Missed in the Apple Maps consensus

In all of the discussion about errors committed during the development and launch of Apple Maps, the most important shortcoming has systematically been omitted. Let me explain.

When I switched to iOS from Android at the beginning of this year, I was immediately struck by the absence of navigation. In an attempt to address this, I went and purchased every single nav app in the market, one-by-one, and attempted to emulate the simple workflow that Android had afforded me for nearly a year. I failed. I got refunds for most of the apps. The reason wasn’t the map data. It was the search.

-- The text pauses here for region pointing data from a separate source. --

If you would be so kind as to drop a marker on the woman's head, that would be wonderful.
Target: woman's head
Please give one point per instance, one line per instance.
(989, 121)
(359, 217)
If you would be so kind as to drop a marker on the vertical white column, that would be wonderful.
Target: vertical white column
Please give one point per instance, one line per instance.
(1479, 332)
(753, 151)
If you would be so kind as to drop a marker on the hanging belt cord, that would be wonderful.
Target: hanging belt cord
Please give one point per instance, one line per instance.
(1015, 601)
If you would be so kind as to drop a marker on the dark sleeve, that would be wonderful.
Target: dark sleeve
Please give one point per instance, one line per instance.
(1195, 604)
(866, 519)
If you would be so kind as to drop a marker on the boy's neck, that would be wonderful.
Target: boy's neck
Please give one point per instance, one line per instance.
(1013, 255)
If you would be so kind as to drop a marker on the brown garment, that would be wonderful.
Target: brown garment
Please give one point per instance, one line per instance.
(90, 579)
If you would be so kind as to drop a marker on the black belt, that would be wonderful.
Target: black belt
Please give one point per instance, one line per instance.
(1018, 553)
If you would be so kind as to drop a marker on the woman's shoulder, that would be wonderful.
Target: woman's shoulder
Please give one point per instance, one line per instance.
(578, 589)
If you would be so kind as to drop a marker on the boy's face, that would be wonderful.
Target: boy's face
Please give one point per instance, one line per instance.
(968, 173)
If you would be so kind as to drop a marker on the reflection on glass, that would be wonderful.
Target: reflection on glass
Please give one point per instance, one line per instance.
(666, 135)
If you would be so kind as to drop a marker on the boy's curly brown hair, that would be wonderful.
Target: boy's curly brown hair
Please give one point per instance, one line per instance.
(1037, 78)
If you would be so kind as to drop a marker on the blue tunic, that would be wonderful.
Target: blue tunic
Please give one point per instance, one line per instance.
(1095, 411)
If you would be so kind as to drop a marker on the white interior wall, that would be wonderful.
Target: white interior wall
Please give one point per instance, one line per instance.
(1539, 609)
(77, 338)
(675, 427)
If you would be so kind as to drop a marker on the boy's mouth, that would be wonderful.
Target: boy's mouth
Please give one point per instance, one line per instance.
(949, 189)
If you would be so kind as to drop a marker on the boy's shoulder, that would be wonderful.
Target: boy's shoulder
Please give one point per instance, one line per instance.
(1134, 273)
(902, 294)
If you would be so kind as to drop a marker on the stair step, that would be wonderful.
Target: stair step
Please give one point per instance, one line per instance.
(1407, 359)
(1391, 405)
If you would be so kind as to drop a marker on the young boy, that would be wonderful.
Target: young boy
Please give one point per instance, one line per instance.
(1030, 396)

What every single third-party navigation app shares on the iOS platform is not inferior map data but, rather, a consistently inferior search process. Even Bing, the supposed competitor to Google, comes nowhere close to dealing with multiple spellings of place names, roads, business names, and the like, in the way that Google already seems to. I suspect the reason for this massive difference is that Google has applied its search indexing technology to maps, and adaptively adjusts results to commonly accepted outcomes. Google is probably literally crowdsourcing geolocation keywords based upon user behaviour after the search has taken place — in much the same way that it does with web. Low (non-existent?) transactional cost to feedback is the key to improving any keyword index system. Given this probable methodology, even the most ridiculously inaccurate map information could eventually be turned into something useful.

In the beginning of mobile maps, Google was the only game in town, and it has turned this trove of captive behavioural data into a stunningly effective search database. So effective, that the only process that comes close to Android Search+Nav right now (on iOS 5), is a jailbreak tweak that allows search within Google and invokation a third-party navigation tool with spoon-fed coordinates.

I recently had the displeasure of walking my young kids (and non-too-pleased wife) an extra 3 miles to eat a late supper at a Tunisian restaurant “just down the street”, having been given the wrong geolocation for a very specific address by Yelp! — Google informed me of the error when I asked it a few blocks into the trek. I understand that this flaw is the most immediate that Apple must deal with, and fast. But this problem is peanuts when stacked against the reality that Apple is not a search company, it has never done effective keyword search, and is probably several server farms, and two new platforms away from even attempting to beat Google at its own game.

Good luck Apple. You might do better forking that cash over to Google than burning it in your, suddenly expanded, empire of “Forstall” furnaces.